Hendrik de Vries op oudere leeftijd
Door Hans Schoots - NRC Handelsblad. Tachtig jaar geleden was er in Spanje nog geen sprake van massatoerisme. Uit noordelijker streken trokken er wat welgestelde burgers naartoe, per automobiel, want 'wij willen volk en land vanaf de landweg meemaken. Vanuit het raam van een D-trein kun je er geen beeld van krijgen,' aldus een Duitse reiziger die zijn avontuur zo uitzonderlijk vond, dat hij er na terugkomst een boek over schreef. Hij was een van de velen: alleen al in Duitsland verschenen in de jaren twintig en dertig van de vorige eeuw tientallen van zulke reisverslagen, waarin Spanje steevast werd beschreven als een exotisch oord: 'Aan de andere kant van de Pyreneeën begint Afrika.' De reizigers traden in de voetsporen van negentiende-eeuwse romantici als de Fransman Théophile Gautier, die in zijn veelgelezen Reis naar Spanje al een idyllisch beeld van het land had gegeven.

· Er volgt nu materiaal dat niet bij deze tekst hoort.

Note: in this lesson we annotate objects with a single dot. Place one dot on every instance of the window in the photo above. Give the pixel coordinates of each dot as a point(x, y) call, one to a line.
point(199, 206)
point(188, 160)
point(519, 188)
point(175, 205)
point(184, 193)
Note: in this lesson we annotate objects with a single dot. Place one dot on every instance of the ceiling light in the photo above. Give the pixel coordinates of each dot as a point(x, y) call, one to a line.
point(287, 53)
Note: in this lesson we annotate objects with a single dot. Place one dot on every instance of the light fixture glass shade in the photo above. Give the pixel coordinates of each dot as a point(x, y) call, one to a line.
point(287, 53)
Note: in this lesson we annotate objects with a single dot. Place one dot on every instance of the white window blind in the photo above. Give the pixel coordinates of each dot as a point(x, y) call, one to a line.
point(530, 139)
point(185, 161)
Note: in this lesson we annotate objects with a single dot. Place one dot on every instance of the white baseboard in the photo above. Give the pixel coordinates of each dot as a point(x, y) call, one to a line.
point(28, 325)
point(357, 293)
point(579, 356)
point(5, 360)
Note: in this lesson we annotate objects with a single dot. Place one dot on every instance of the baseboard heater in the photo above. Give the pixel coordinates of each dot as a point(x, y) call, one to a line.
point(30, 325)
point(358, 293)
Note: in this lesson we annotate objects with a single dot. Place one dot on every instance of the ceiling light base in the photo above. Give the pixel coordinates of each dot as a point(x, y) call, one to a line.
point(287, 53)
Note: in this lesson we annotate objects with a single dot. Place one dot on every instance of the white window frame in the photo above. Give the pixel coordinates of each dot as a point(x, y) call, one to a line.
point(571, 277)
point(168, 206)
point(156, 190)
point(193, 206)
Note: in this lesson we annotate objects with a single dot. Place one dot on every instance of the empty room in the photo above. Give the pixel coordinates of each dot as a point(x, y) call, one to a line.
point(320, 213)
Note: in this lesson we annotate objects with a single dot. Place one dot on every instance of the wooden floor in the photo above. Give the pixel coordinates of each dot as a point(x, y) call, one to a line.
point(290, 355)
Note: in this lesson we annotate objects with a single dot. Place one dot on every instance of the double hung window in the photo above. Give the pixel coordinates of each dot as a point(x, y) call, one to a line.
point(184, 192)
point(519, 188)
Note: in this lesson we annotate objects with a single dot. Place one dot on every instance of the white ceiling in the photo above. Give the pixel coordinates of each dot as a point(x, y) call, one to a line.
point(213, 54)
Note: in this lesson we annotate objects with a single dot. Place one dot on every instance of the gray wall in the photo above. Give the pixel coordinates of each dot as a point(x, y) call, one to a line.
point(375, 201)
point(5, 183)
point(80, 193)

Naast de gegoede reizigers was er een handjevol minder bemiddelde avonturiers en daarvan was de Nederlandse dichter-schilder Hendrik de Vries er een. Hij reisde tussen 1924 en 1936 twaalf keer naar het Iberisch schiereiland, waar hij zich verplaatste met trein en bus en overnachtte in goedkope hotels en pensionnetjes. Zijn ervaringen beschreef hij in brieven naar huis, die de indruk wekken dat ook hij aan een publicatie dacht. Die is er nu in Spaanse brieven 1924-1936. De inleiding van samensteller Jan van der Vegt maakt duidelijk dat De Vries als kind al weg was van Spanje. De afbeeldingen van dansers en stierenvechters die hij in zijn woonplaats Groningen onder ogen kreeg, ontstaken een levenslange passie. Hij las alles over het land waarop hij de hand kon leggen en we kunnen er rustig vanuit gaan dat het romantische gehalte daarvan hoog was. Tijdens zijn eerste bezoek aan Spanje stelde hij dan ook vast dat daar over alles 'een wonderlijk mystisch waas' hing. De 'mooiste kinderen ter wereld' woonden er en over de schoonheid van de vrouwen raakte de reiziger niet uitgepraat. De vrijzinnig protestant verdiepte zich in het Spaanse katholicisme omdat hij daarin een typische uitdrukking zag van de geest van het land. Hij werd gegrepen door de liederen van het volk, die hij systematisch verzamelde en waaruit hj in Nederland twee bundels publiceerde: Spaansche volksliederen en Coplas.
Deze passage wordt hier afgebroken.